The movie stars Jan Michael Vincent, who spent most of the 1970s on the cusp of big stardom but for some reason never seemed to make it to the next level. His later life was a mixture of personal problems and professional dead ends. In this movie he plays a headstrong, independent young man who wants to make his way in life as a long haul trucker. He is supported by his hard working wife but she worries that the job will keep them apart. For much of the film, that is not an issue because he can't get a job hauling anything. He once worked for his father in the trucking business and they shared some basic values, including knowing what is legal and right. His unwillingness to move contraband along with the legitimate products is the reason he is blackballed by the local trucking collective. It is hard to imagine that a guy could get away at one point with hijacking a job at gunpoint, but that is a plot point in this film and it kind of makes sense. There are several other actors of note in the film. Kay Lenz plays his wife and she was on TV and small movies all the time in the 1970s and 80s. Her biggest role was in the mini series Rich Man, Poor Man and she also appeared in another of the Movie A Day Projects "The Great Scout and Cathouse Thursday". She is still working and appears in television programs on a regular basis. Her character here is nearly as head strong as Vincent's is. They made a very believable on screen couple. The great Slim Pickins is in this movie, but it is one of the few performances I've seen him in where he does not seem to be putting much energy into it. He will be better remembered for his work in 1975 in Blazing Saddles than this. He does however get a pretty effective death scene and it was disturbing enough to me to be able to recall it vividly before I watched this again for the first time in thirty plus years. L.Q. Jones is in the movie as well. L.Q. was a buddy of Strother Martin, the actor who was my Mother's cousin. I always keep an eye out for him in movies because he is a connection to those days. I was told recently that he had died but that turned out to be premature and the woman I know who is writing about Strother, has had some contact with him. He is especially slimey in this film, they gave him a pair of black leather pants to wear and he looks like some nasty peckerwood who is trying to be something bigger than he really is.

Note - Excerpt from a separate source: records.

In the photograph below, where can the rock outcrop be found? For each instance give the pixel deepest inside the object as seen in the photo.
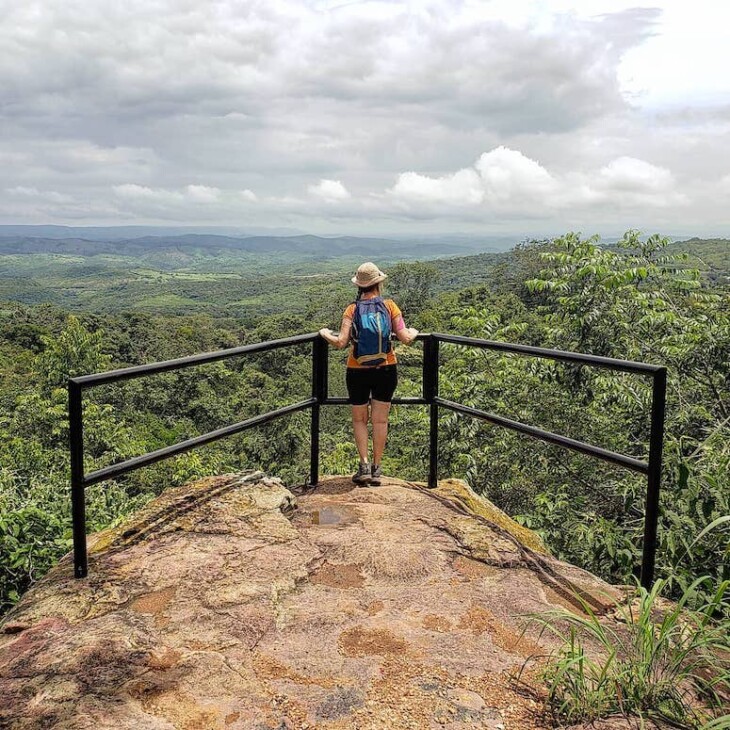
(232, 603)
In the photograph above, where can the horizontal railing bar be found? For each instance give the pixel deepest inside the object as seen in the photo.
(611, 456)
(610, 363)
(123, 467)
(136, 371)
(342, 401)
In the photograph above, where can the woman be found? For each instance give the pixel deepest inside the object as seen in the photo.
(372, 384)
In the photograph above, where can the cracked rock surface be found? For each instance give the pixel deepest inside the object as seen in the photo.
(231, 603)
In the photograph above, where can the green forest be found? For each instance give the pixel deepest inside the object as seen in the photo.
(643, 299)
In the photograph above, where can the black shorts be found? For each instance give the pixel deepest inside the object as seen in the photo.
(376, 383)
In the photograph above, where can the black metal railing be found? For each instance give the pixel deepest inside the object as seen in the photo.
(320, 396)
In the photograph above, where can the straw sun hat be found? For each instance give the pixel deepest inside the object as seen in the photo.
(368, 274)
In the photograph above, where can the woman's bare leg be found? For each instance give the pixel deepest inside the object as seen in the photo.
(379, 415)
(360, 429)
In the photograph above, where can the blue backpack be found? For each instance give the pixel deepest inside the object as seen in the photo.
(371, 331)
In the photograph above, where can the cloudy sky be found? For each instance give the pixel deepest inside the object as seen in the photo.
(340, 116)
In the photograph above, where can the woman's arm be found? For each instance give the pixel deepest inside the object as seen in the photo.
(405, 334)
(340, 339)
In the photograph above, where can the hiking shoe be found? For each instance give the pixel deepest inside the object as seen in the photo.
(362, 476)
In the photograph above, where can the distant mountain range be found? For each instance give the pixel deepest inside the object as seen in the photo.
(89, 244)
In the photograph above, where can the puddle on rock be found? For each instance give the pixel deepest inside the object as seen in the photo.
(329, 515)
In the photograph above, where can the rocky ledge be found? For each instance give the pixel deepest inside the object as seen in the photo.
(231, 603)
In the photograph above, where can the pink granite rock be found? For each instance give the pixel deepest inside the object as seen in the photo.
(223, 605)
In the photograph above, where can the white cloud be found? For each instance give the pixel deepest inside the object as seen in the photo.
(202, 193)
(132, 191)
(331, 191)
(506, 180)
(584, 108)
(629, 175)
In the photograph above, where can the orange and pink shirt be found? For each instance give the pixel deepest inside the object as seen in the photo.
(396, 318)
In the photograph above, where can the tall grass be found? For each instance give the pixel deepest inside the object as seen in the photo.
(662, 661)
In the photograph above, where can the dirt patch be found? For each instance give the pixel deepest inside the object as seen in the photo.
(375, 607)
(164, 659)
(359, 641)
(266, 667)
(155, 602)
(473, 569)
(182, 711)
(434, 622)
(338, 576)
(479, 619)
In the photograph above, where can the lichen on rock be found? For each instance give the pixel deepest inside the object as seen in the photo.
(231, 602)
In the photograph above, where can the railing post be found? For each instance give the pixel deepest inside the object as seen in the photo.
(78, 497)
(319, 391)
(654, 475)
(430, 391)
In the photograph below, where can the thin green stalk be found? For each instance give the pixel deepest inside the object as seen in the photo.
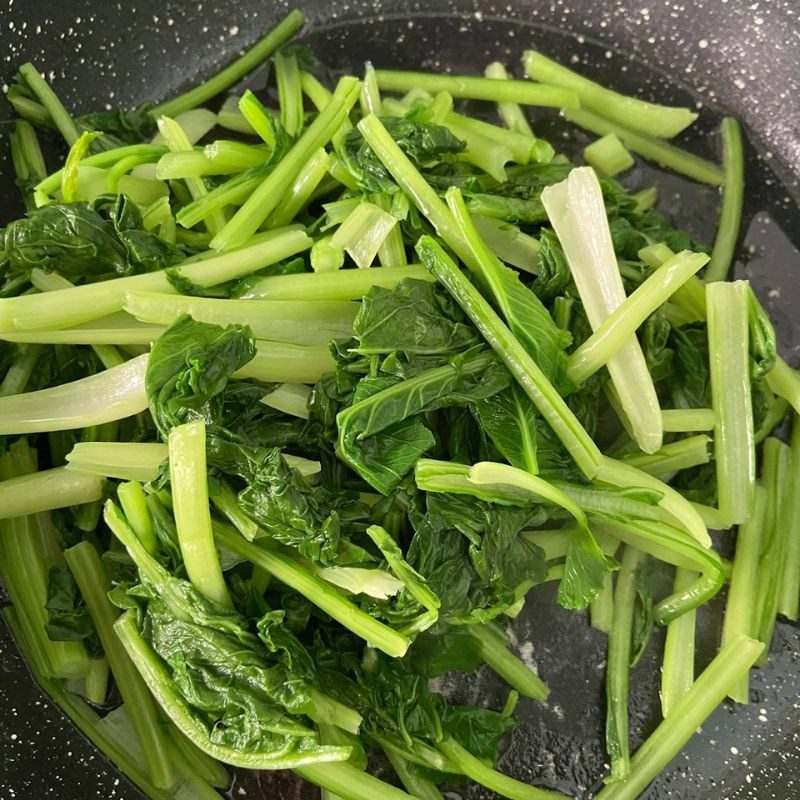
(515, 672)
(189, 482)
(686, 420)
(67, 307)
(492, 779)
(349, 284)
(49, 99)
(107, 396)
(46, 490)
(685, 453)
(19, 373)
(84, 717)
(298, 195)
(470, 87)
(730, 217)
(775, 471)
(673, 546)
(290, 92)
(601, 610)
(266, 197)
(677, 670)
(630, 315)
(134, 506)
(619, 657)
(279, 362)
(691, 711)
(734, 443)
(235, 71)
(524, 369)
(177, 142)
(305, 322)
(93, 582)
(657, 150)
(318, 592)
(789, 599)
(127, 461)
(741, 609)
(512, 115)
(416, 784)
(649, 118)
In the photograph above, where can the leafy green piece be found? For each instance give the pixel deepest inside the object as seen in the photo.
(414, 317)
(189, 367)
(68, 619)
(380, 435)
(86, 242)
(423, 142)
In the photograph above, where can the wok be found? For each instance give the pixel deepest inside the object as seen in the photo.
(733, 56)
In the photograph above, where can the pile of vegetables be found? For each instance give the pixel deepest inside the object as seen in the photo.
(302, 394)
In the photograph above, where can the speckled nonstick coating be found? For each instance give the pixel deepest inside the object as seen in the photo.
(734, 56)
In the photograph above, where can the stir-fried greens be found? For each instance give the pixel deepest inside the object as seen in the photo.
(299, 400)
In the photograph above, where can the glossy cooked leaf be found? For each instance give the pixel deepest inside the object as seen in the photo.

An exploitation film like this really thrives on a couple of things, either gratuitous nudity (none here) or spurts of violence (several set pieces here). There is an nice action scene where our hero climbs on top of his big rig and has a shotgun shootout with the bad guys. Most of the violence was basic fisticuffs rather than gunplay or martial arts. The fights are well staged but often feel like there is not much resolution because the antagonists will be dukking it out again in a later scene. The climax of the picture is a well lit night time truck stunt that looks pretty spectacular but it is not clear in the story how it would resolve anything. The idea that the truckers can come together to fight against the corruption they are faced with is a solid one, but the cartel that controls their business seems to be more cartoon like than is needed. In the long run, the story is only moderately satisfying, but the theme and road images made the picture memorable. There is some casual use of racial epithets, and I know I heard people speak that way and not think twice about it in those days. Today such language would be an anathema for most of us. I'm glad to check this one off of the list and it was great to revisit it, even if it was not a great film.